Falls Sie sich für die Statistik zu Fachanwaltsbezeichnungen im Bezirk der Rechtsanwaltskammer Freiburg interessieren, sei Ihnen der Unterpunkt Fachanwalts-Statistik empfohlen.

Dann finden Sie das passende Formular hier.

Mögliche Fachanwalts-Bezeichnungen

  1. Agrarrecht
  2. Arbeitsrecht
  3. Bank- und Kapitalmarktrecht
  4. Bau- und Architektenrecht
  5. Erbrecht
  6. Familienrecht
  1. gewerblichen Rechtsschutz
  2. Handels- und Gesellschaftsrecht
  3. Informationstechnologierecht
  4. Insolvenzrecht bzw. Insolvenz- und Sanierungsrecht
  5. internationales Wirtschaftsrecht
  6. Medizinrecht
  1. Miet- und Wohnungseigentumsrecht
  2. Migrationsrecht
  3. Sozialrecht
  4. Sportrecht
  5. Steuerrecht
  6. Strafrecht
  1. Transport- und Speditionsrecht
  2. Urheber- und Medienrecht
  3. Vergaberecht
  4. Verkehrsrecht
  5. Versicherungsrecht
  6. Verwaltungsrecht

Fachanwältin / Fachanwalt werden

Abteilung Fachanwaltschaften

Über die Berechtigung, eine Fachanwaltschaft zu führen, wird nach einem formalisierten Prüfungsverfahren, in welchem der Erwerb theoretischer und praktischer Kenntnisse geprüft wird, durch die Vorstandsabteilung Verleihung Fachanwaltschaften auf Antrag entschieden.

Die Entscheidung ist eine gebundene Entscheidung: Liegen die Voraussetzungen nach der Fachanwaltsordnung (FAO) für die Verleihung der jeweils fachspezifischen Berechtigung vor, erfolgt die Verleihung, anderenfalls nicht.

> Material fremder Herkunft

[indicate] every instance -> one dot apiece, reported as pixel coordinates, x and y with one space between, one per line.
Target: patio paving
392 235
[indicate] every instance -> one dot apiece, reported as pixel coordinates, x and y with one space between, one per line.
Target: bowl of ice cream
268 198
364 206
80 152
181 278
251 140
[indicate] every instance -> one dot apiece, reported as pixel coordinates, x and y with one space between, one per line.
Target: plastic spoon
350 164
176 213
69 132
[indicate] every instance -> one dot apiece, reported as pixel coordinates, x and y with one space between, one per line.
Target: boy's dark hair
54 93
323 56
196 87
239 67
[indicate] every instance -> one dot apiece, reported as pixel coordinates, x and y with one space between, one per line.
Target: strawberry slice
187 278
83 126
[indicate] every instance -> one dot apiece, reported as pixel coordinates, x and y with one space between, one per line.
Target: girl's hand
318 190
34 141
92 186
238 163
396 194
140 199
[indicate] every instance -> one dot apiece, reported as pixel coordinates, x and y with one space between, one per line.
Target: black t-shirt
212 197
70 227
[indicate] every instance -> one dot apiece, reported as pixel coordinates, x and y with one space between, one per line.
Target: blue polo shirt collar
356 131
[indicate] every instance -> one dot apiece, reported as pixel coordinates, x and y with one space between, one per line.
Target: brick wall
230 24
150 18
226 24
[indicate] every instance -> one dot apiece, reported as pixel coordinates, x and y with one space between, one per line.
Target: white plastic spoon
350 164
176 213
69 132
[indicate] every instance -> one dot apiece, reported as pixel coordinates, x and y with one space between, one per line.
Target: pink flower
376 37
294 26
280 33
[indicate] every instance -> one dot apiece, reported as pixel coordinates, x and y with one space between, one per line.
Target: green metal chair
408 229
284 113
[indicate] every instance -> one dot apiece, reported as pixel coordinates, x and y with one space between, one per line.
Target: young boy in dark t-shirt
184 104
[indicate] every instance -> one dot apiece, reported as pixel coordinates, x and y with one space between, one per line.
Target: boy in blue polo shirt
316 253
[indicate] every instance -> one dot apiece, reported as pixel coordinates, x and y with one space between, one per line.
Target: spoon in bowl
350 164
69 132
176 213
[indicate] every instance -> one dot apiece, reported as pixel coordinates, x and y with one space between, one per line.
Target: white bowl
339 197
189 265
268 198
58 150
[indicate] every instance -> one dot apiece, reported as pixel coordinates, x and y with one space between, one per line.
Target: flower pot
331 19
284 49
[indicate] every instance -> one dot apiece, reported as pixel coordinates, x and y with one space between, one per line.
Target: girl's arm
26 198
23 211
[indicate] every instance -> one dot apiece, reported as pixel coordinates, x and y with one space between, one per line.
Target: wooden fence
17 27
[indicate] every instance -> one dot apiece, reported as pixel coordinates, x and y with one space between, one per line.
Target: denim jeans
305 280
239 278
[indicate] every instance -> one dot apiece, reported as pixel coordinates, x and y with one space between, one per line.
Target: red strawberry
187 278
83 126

Über Ermessen verfügt die Abteilung dabei nicht.

Die Abteilung kann aber nicht ohne den zuständigen Vorprüfungsausschuss entscheiden.

Vorprüfungsausschüsse

In Vorbereitung der Entscheidung über den Antrag ist ein Fachausschuss (Vorprüfungsausschuss) zu befragen. Erst nach Eingang des Votums dieses Ausschusses darf der Vorstand entscheiden.

Die Rechtsanwaltskammer Freiburg bildet für alle Fachgebiete gemeinsame Ausschüsse mit den Kammern Karlsruhe und Tübingen, Berichterstatter ist immer ein Mitglied aus einer der anderen Kammern. In sehr kleinen Fachgebieten umfasst der gemeinsame Ausschuss auch die Rechtsanwaltskammer Stuttgart.

Die RAK Freiburg entsendet folgende Mitglieder in die Vorprüfungsausschüsse.

Erwerb der theoretischen Kenntnisse / Aufsichtsarbeiten

Die erforderlichen theoretischen Kenntnisse werden regelmäßig in einem Lehrgang erworben. Der Vorprüfungsausschuss prüft in diesem Fall (nur) anhand der Lehrgangsunterlagen, ob die Teilnahme einen ausreichenden Umfang hatte und ob die nach § 4a FAO vorgeschriebenen Leistungskontrollen (Aufsichtsarbeiten) bestanden wurden. Dazu ist die Vorlage der Klausuren erforderlich.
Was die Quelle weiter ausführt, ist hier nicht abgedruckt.